Soldering makes for a good electrical connection but is not intended to be a
mechanical connection. Therefore one must provide mechanical strain relief to
the soldered connection, especially when working with stranded wires.
Heatshrink and tie-wraps work wonders. What can happen is vibration can cause
the wire to break at the connection if proper steps to strain relief are not
Crimping is most popular because it is fast and (somewhat) reliable. The best
crimps I am aware of are those intended for the marine industry. (Maybe there
are better ones from the avionics industry?) These are crimp splices which
are integral with heat shrink and become water proof once heated after
crimping--they are expensive too.
Crimping "fuses wires together"? Hmm...try telling that to a marine
electronics installer.
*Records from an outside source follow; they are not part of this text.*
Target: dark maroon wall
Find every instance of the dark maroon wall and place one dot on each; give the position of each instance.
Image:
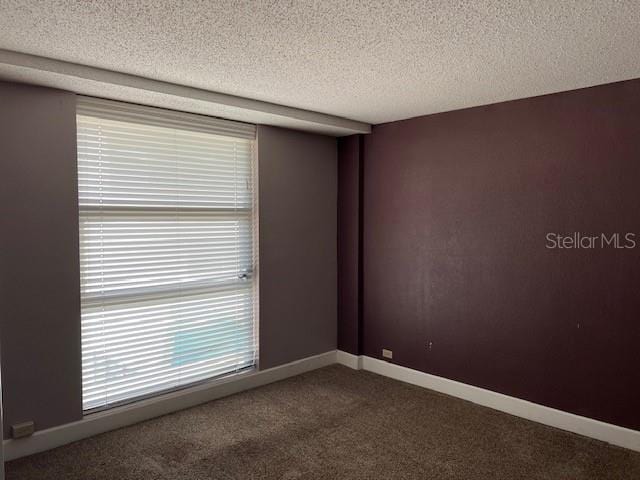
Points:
(349, 238)
(458, 282)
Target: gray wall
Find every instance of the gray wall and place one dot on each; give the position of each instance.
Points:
(39, 271)
(298, 258)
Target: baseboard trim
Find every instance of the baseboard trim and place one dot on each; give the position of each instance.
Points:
(119, 417)
(349, 360)
(606, 432)
(130, 414)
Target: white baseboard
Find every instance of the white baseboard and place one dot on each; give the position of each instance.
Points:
(129, 414)
(606, 432)
(349, 360)
(101, 422)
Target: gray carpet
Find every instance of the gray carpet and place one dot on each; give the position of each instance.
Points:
(334, 423)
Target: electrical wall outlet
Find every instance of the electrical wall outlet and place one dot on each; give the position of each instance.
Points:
(21, 430)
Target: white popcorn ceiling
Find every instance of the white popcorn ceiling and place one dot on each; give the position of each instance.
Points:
(372, 61)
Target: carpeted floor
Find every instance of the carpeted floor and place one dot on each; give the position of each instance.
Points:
(333, 423)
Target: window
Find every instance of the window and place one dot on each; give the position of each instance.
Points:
(166, 249)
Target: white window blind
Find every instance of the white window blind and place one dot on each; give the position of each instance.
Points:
(166, 249)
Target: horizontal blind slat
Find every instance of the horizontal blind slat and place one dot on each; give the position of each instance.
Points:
(166, 249)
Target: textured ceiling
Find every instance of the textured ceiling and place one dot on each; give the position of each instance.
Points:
(371, 61)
If not properly waterproofed the "fused wires" are
notoriously vulnerable for developing corrosion between them inside the
crimp. (Hello Audi cripped hot wire under carpet???)
My biggest problem with crimped connections is to do with workmanship. Same
can be said for soldered connections. Bad crimps have wires that come loose
and/or corrode. Bad soldered splices can fracture at the end of the solder if
the wire is allowed to flex at that location.
What do I use? On my sailboat I tend to opt for the marine grade waterproof
butt splices. In my car I tend to go with solder and heatshrink for the
smaller gauge wires. Both are acceptable IMO, and again, in both cases
workmanship counts for far more than the process. How's that for waffling?